Лицо Бена исказила язвительная улыбка.
– Помнится, у меня постоянно развязывались шнурки на ботинках. Но у какого мальчика они не развязывались? Мать ни о чем другом думать уже не могла. Это ее очень расстраивало, и она угрожала пришить шнурки прямо к моим ногам. «Давид, – говаривала она, – если ты зацепишься за эти шнурки и свернешь себе шею, то я останусь совсем одна. Неужели ты не любишь свою мать?» Бедная мать жила в постоянном страхе потерять меня. Удивляюсь, как это она отпускали меня в школу.
Я могу понять ее чувства, – тихо сказала Джуди. Но почему она звала вас Давидом?
– Что? – Он резко поднял голову. – Она не называла меня так. Я – Бенджи. Она звала меня Бенджи.
Девушка откашлялась и отодвинулась к краю дивана.
– Уже поздно, мне пора идти.
– Да, конечно.
Джуди встала и глазами начала искать свою сумку.
– Спасибо за пиццу, – сказала она напряженным голосом. – Вы очень добры.
Бен пошел за ее свитером, который к тому времени высох. Помогая Джуди надеть его, он сказал:
– Я дам вам знать, как только получу шестой свиток.
– Хорошо.
Он открыл платяной шкаф и достал куртку.
– Я провожу вас до машины. Как знать, кто бродит по улицам в этот час.

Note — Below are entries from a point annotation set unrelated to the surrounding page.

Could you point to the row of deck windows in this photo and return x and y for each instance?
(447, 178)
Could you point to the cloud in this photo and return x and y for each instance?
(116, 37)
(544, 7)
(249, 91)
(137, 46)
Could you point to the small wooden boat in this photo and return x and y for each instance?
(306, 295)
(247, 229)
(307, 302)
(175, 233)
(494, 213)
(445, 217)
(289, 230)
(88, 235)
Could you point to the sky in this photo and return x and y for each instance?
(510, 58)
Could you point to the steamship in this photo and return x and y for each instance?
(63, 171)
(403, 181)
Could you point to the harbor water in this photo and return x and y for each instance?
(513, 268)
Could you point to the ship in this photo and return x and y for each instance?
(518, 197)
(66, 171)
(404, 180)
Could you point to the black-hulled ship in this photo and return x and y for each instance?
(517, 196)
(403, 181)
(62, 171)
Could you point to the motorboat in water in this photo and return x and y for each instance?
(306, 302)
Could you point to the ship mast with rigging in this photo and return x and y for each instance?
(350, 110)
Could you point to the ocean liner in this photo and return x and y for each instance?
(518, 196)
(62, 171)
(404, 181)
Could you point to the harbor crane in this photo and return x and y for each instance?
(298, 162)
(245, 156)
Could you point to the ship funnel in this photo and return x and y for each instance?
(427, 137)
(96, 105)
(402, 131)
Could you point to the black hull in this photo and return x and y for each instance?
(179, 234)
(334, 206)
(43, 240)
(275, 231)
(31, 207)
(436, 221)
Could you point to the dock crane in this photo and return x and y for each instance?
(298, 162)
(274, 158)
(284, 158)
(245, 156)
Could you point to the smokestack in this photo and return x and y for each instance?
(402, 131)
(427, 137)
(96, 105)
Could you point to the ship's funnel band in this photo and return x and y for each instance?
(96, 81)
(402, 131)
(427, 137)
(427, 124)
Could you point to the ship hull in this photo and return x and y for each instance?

Они спустились по лестнице, вышли на мокрую улицу, храня угрюмое молчание. Пока они шли, Джуди ногами расшвыривала коричневые листья. Ей казалось, что она провела вместе с Беном Мессером не только один вечер. Стояла легкая дымка. У машины оба остановились и никак не могли распрощаться. Появление Джуди в квартире Бена не стало случайностью: они многое сказали друг другу, обнажили свои чувства. Теперь Джуди знала тайны Бена, в его жизни она перестала быть случайной знакомой.